Internet service was disrupted across the country, monitor group NetBlocks said, as videos of young protesters hurling stones at security forces and a petrol station in flames circulated on social media.
Witnesses reported aggressive demonstrations in several neighbourhoods of Dar es Salaam, the country’s main city, including the burning of a local government office.
Video posted on X by the leading opposition party showed dozens of young men running through the streets of the northern city of Arusha, columns of dark smoke rising behind them, chanting: “We want our country!”
Protesters are angry about the banning of the two leading opposition candidates from the election and a wave of alleged abductions of government critics. They were coordinating on the Zello app, which allows a smartphone to function like a walkie-talkie.
Government and police spokespeople did not respond to requests for comment.

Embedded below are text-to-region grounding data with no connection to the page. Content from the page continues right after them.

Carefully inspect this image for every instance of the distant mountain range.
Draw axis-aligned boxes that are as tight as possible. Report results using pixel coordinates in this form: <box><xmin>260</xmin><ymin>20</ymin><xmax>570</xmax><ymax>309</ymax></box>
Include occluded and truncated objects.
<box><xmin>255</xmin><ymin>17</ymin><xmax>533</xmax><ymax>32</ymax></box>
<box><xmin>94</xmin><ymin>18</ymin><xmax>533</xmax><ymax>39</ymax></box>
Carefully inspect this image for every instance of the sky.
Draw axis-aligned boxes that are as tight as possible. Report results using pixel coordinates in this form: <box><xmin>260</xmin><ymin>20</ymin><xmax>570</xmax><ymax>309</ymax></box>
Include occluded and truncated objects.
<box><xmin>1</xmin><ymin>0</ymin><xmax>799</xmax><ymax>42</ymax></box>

The government has said the election is being conducted fairly and denied allegations of widespread human rights abuses in the run-up.

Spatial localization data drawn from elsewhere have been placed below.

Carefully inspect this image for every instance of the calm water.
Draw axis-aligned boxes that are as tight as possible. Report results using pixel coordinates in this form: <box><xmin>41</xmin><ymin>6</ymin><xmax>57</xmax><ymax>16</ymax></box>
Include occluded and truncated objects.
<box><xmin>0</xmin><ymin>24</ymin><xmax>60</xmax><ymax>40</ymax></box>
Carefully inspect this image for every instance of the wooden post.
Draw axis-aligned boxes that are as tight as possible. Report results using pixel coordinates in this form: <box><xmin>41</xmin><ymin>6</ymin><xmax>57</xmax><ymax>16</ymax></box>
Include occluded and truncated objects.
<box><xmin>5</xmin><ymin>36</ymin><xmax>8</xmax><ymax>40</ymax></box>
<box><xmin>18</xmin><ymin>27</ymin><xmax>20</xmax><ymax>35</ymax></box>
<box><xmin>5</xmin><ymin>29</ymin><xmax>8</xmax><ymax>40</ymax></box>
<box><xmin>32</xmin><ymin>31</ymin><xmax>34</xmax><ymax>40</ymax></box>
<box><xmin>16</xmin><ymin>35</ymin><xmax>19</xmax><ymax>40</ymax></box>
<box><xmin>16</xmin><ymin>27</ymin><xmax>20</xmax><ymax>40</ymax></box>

The police curfew started at 6pm local time (1500 GMT), and the US embassy said American government personnel had been advised to shelter at their residences.
Chadema had called for protests during the election, which it said amounted to a “coronation” of Hassan, who came to power in 2021 after her predecessor died in office. The party was disqualified in April after it refused to sign a code of conduct, and its leader Tundu Lissu was charged with treason.

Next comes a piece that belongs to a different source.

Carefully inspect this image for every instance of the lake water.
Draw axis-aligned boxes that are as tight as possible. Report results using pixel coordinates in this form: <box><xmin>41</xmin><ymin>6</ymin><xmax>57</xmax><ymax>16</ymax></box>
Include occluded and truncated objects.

The commission also disqualified Luhaga Mpina, the candidate for opposition party ACT-Wazalendo, leaving only minor parties to take on Hassan.
Turnout appeared low at polling stations, which closed at 4mp. Results are expected within three days.
After voting in the administrative capital Dodoma, Hassan told reporters: “I urge all Tanzanians, those who are still at home to come out and exercise their right and vote and choose their preferred leaders.”
Voters were also choosing members of the country’s 400-seat parliament and a president and lawmakers in the semi-autonomous Zanzibar archipelago.
Hassan’s CCM, whose predecessor party led the struggle for independence for mainland Tanzania in the 1950s, has dominated national politics since it was founded in 1977.
Hassan, one of only two female heads of state in Africa, has been touring the country of around 70 million people to tout her record of expanding transport networks and increasing power generation. Initially, she won plaudits for easing repression of political opponents and censorship that proliferated under her predecessor, John Magufuli.
In recent years, however, rights campaigners and opposition candidates have accused the government of unexplained abductions of its critics.
Hassan said last year she had ordered an investigation into reports of abductions. No official findings have been made public.